Un fou. Cela fait horreur. Qu’êtes-vous, vous, lecteurs ? dans quelle catégorie te ranges-tu, dans celle des sots ou celle des fous ? Si l’on te donnait à choisir, ta vanité préfèrerait encore la dernière condition. Oui, encore une fois, à quoi est-il bon, je le demande en vérité, un livre qui n’est ni instructif ni amusant, ni chimique ni philosophique ni agricultural ni élégiaque, un livre qui ne donne aucune recette pour les moutons ni pour les puces, qui ne parle ni des chemins de fer ni de la Bourse ni des replis intimes du cœur humain ni des habits du Moyen Âge, ni de Dieu ni du diable, mais qui parle d’un fou c’est-à-dire le monde, ce grand idiot qui tourne depuis tant de siècles dans l’espace sans faire un pas, et qui hurle et qui bave et qui se déchire lui-même.
Je ne sais pas plus que vous ce que vous allez lire. Car ce n’est point un roman ni un drame avec un plan fixe, ou une seule idée préméditée, avec jalons pour faire serpenter la pensée dans des allées tirées au cordeau.
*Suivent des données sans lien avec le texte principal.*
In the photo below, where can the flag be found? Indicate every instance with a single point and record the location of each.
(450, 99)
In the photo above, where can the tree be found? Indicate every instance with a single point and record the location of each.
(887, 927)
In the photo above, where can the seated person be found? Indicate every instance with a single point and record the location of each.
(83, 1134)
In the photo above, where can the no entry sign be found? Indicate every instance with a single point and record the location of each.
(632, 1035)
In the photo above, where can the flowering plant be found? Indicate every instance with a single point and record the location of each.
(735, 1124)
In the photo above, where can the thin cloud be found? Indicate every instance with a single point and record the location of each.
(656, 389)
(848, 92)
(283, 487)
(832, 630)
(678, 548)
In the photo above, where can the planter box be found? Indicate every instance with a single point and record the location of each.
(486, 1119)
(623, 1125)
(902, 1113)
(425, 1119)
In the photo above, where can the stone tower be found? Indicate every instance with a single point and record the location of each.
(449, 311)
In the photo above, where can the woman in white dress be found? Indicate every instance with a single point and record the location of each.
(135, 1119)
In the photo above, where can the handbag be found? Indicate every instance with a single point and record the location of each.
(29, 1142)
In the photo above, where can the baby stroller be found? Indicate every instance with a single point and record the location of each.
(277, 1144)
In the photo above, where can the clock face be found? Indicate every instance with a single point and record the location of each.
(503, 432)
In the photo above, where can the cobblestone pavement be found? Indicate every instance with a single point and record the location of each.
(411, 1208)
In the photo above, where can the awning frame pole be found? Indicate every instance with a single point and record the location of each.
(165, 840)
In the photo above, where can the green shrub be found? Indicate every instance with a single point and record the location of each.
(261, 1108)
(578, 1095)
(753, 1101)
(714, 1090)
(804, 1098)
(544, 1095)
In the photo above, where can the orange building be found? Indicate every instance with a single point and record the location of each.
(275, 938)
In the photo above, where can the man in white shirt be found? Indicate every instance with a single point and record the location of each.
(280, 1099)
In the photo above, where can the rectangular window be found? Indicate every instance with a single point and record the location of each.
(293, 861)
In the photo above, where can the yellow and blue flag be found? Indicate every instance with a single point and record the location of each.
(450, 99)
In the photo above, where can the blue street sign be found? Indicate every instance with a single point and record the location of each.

Seulement je vais mettre sur le papier tout ce qui me viendra à la tête, mes idées avec mes souvenirs, mes impressions mes rêves mes caprices, tout ce qui passe dans la pensée et dans l’âme — du rire et des pleurs, du blanc et du noir, des sanglots partis d’abord du cœur et étalés comme de la pâte dans des périodes sonores ; — et des larmes délayées dans des métaphores romantiques. Il me pèse cependant à penser que je vais écraser le bec à un paquet de plumes, que je vais user une bouteille d’encre, que je vais ennuyer le lecteur et m’ennuyer moi-même. J’ai tellement pris l’habitude du rire et du scepticisme qu’on y trouvera depuis le commencement jusqu’à la fin une plaisanterie perpétuelle ; et les gens gais qui aiment à rire pourront à la fin rire de l’auteur et d’eux-mêmes.
On y verra comment il faut croire au plan de l’univers, aux devoirs moraux de l’homme, à la vertu et à la philanthropie, mot que j’ai envie de faire inscrire sur mes bottes, quand j’en aurai, afin que tout le monde puisse le lire et l’apprendre par cœur, même les vues les plus basses, les corps les plus petits, les plus rampants, les plus près du ruisseau !
On aurait tort de voir dans ceci autre chose que les récréations d’un pauvre fou. Un fou !
Et vous, lecteur — vous venez peut-être de vous marier ou de payer vos dettes ?
Gustave Flaubert, Les Mémoires d’un fou in Les Mémoires d’un fou. Novembre. Pyrénées-Corse. Voyage en Italie, Éditions Gallimard, Collection folio classique, 2001, pp. 46-47-49-50. Édition présentée, établie et annotée par Claudine Gothot-Mersch.